Not being transgendered myself, I instantly formed similar questions that Will Ferrell asks Harper, but much less silly. For that reason, anyone scared to go into a conversation with a trans person you know: Will & Harper is perfect preparatory text for you to start your journey. The road trip shows early and often how close the bond of these two people are, and why Will has the opportunity to ask these very personal questions of Harper. The questions range from silly bro-ey ones like “do you LOVE those new boobs?” to stuff like “did you always know you wanted to be a woman?”, definitely questions I had and was afraid to ask when I encountered the transgender people I have met in my life. The key, Harper says early on, is Will is clearly coming from a place of support for his friend. Most of the time, we see Ferrell use his celebrity to disarm excited people who meet him and Harper together, acting as a bridge for people in say, a honkytonk in Oklahoma, to have a positive new experience that should “scare” them according to some politicians and news outlets. Will also learns there’s a limit to that power, like at a Texas BBQ restaurant where he outshines the reason he is doing this documentary for a joke. The big takeaway everyone should have from that specific experience is that next day, when he’s instantly mad at himself for not realizing his mistake, and putting his friend into danger by publicly flaunting his journey for the sake of a Will Ferrell bit.
And through that wonderful friendship bridge we learn about Harper, and her journey: a journey that I personally have hear similar versions of from other trans people like her. It’s not eye opening early, as Harper starts just being Will’s funny friend cracking jokes and buying every Pringle in a Wal Mart, eating them in chairs in the parking lot outside. But as the road trip deepens, we see some firsts for Harper. First time at a big spectacle sporting event in a more conservative state, first trip to a small town dive bar alone, first visit back home. First memory of happiness at a childhood picture. First sad thoughts from living life as a perpetual lie. First thoughts of suicide. As Will (and by proxy, we) hears Harper’s story, those vague understandings of what a trans person is fade away, into the real person sitting right by his side, forced to deal with all of this alone, and scared, how the world would see her, and her hating herself for it. In a movie with multiple disguises and comedy bits, Harper’s real, raw moments are the reason she deserves co-billing in the title, giving the movie all of its emotional power and heft.

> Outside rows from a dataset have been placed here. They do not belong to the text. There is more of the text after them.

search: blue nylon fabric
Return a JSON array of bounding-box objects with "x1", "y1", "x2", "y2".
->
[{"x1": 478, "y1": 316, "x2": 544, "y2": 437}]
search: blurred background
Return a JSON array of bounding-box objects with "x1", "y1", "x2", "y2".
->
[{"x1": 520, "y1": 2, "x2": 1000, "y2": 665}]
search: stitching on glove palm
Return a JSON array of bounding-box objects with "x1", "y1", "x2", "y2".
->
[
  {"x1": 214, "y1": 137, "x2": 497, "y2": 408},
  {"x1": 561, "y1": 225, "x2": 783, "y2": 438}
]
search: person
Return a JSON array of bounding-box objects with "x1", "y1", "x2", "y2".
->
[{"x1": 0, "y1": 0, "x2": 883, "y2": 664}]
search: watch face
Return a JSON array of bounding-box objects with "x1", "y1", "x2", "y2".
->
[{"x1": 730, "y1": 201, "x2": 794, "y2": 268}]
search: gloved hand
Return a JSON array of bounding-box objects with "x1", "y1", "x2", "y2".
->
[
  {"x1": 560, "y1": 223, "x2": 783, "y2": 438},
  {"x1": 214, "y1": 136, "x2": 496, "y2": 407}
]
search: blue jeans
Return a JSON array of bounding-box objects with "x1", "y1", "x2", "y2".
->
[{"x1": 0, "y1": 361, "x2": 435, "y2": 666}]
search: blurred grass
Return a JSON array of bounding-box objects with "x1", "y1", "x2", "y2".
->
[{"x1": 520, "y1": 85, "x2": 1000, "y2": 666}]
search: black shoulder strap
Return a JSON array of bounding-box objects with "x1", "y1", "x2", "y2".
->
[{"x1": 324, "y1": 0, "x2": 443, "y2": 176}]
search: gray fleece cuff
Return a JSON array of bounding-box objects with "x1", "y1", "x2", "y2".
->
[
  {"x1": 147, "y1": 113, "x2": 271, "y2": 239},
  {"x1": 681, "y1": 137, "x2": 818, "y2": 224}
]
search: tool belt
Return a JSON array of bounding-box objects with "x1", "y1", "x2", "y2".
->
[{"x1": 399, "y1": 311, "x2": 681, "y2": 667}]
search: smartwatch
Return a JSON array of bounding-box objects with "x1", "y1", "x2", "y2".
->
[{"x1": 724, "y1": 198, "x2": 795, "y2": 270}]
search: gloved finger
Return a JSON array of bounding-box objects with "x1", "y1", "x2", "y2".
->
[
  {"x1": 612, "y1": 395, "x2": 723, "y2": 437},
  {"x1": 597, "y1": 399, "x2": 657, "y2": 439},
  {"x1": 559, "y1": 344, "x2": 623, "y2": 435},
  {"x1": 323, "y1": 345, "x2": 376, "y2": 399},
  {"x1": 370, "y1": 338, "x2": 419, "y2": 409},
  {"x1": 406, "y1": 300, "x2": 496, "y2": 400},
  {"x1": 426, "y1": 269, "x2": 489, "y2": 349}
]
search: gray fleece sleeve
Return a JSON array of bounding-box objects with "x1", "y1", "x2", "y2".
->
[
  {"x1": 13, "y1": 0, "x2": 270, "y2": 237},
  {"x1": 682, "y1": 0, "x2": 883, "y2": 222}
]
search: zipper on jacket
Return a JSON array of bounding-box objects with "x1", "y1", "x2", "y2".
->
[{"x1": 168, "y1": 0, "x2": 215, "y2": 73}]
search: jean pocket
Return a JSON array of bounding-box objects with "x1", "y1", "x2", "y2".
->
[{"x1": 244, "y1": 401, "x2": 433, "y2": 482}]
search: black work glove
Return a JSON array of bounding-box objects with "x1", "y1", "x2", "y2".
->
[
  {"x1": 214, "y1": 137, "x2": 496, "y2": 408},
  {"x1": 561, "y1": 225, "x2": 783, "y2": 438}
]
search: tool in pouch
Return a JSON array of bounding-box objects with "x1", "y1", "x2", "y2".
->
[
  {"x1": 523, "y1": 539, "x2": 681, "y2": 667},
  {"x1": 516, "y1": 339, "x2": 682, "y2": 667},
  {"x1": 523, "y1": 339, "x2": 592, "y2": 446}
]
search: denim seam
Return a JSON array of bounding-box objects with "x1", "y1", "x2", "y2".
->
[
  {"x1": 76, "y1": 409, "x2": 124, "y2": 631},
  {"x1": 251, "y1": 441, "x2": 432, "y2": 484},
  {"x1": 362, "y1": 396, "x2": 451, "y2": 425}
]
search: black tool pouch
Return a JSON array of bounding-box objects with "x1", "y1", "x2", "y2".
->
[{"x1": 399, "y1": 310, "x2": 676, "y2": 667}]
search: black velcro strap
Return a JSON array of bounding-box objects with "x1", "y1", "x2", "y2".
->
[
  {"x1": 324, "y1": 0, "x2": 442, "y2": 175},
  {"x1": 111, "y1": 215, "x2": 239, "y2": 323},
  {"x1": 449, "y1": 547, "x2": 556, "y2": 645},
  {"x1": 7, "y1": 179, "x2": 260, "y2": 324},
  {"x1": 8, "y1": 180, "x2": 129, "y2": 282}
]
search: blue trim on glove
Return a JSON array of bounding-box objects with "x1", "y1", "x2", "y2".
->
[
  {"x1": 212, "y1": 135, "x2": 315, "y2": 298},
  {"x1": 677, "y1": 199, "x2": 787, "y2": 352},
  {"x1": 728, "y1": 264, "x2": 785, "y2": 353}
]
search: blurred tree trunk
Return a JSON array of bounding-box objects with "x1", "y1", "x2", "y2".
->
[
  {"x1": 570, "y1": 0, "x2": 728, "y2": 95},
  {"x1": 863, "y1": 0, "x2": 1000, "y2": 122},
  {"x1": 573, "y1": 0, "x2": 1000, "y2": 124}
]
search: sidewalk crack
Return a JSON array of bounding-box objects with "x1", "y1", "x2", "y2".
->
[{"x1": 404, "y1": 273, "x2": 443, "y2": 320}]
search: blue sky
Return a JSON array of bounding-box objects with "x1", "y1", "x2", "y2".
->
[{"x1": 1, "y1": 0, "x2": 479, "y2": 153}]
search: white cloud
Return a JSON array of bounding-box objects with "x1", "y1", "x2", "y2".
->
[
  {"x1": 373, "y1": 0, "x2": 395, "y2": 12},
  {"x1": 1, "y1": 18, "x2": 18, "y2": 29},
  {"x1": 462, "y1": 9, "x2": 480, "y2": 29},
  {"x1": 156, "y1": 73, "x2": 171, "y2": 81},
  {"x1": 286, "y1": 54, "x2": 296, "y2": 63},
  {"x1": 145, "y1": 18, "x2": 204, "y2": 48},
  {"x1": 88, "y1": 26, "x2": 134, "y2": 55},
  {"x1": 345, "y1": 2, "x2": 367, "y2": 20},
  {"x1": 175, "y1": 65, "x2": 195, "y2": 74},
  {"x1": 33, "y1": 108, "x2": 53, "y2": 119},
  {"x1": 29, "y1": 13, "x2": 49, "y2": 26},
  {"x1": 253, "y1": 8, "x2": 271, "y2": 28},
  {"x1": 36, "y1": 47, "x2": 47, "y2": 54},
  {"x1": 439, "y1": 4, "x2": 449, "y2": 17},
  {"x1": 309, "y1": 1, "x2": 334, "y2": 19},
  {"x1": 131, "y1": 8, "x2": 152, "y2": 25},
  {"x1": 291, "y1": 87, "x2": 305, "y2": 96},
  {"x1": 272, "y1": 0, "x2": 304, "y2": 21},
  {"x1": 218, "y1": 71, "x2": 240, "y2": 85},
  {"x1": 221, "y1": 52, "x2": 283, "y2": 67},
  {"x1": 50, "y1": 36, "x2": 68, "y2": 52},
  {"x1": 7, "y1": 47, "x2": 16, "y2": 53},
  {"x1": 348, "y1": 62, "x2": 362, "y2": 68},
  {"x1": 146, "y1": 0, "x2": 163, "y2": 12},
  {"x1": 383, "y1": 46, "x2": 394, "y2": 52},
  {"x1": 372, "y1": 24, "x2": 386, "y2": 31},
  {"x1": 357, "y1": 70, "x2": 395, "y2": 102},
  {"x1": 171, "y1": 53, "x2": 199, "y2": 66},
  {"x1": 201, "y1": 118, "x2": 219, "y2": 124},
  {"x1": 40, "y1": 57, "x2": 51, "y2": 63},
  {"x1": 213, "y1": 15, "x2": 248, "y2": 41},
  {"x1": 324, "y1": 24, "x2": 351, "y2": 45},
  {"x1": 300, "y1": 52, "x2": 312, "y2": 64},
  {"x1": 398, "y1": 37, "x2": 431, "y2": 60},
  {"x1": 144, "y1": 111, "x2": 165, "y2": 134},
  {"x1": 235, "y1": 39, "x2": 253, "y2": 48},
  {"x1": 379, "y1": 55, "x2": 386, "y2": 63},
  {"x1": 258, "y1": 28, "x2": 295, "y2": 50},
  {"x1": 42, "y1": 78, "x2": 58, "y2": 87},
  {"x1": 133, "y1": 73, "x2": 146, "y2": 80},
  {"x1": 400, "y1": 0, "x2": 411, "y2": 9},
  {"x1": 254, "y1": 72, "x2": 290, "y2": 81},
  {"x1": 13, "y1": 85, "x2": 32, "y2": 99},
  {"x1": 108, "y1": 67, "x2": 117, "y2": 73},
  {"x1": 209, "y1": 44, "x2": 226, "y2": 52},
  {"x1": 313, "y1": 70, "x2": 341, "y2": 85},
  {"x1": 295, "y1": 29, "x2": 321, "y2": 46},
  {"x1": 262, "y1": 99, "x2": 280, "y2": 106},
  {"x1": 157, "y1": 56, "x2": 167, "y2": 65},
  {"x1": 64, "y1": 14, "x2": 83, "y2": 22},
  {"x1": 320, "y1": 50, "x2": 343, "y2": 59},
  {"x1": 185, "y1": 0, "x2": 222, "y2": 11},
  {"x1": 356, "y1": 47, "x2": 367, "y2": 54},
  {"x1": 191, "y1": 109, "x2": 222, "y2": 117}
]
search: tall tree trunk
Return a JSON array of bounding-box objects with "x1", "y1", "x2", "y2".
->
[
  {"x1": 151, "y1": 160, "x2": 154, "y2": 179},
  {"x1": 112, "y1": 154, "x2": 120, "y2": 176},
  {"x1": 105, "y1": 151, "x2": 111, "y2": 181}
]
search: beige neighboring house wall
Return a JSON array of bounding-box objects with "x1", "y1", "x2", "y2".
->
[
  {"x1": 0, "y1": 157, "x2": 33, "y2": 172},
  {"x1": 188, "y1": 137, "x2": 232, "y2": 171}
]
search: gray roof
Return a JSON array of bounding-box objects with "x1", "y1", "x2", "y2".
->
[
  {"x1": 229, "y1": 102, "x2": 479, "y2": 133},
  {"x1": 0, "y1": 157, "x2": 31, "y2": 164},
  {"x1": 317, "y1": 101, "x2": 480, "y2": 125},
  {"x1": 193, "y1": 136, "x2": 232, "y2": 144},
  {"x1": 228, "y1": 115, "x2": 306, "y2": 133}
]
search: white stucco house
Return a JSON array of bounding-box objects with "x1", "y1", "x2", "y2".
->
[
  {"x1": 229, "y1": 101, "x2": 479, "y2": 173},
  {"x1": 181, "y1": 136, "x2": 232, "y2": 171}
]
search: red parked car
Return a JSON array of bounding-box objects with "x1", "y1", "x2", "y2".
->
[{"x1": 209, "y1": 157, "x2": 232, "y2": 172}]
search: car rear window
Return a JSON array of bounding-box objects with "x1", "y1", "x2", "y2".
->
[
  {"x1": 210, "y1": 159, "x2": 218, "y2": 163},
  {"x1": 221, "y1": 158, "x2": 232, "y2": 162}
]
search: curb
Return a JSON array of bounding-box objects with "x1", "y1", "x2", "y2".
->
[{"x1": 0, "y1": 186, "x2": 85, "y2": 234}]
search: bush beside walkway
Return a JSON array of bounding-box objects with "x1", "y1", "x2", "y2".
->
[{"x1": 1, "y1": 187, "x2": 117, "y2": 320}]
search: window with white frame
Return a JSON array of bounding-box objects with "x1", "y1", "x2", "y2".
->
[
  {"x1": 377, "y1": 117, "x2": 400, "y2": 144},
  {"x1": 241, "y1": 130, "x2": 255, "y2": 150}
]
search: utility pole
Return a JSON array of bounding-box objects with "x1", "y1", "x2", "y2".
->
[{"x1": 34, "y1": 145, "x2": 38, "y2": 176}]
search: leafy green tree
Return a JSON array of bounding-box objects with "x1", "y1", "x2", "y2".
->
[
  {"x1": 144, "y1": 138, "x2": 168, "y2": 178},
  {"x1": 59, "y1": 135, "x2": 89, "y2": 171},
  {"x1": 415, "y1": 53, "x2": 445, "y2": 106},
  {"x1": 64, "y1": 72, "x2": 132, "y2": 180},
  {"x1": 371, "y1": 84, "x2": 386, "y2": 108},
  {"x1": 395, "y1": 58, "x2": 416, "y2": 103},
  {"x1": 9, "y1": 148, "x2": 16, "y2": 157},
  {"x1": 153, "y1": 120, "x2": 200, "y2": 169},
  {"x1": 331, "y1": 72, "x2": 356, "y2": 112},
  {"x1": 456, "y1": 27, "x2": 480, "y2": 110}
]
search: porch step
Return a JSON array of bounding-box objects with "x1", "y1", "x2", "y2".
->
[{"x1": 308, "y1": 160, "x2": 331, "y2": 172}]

In an interview, Harper Steele said she found out doing this documentary that people’s baseline is kindness. Will & Harper shows that feeling. And in a world where it’s easy to feel layers removed from people via technology, my hope is that Will & Harper’s belief holds true, and that each new person you meet has a baseline of kindness, allowing you to be comfortable being fully yourself, whomever that beautiful person may be.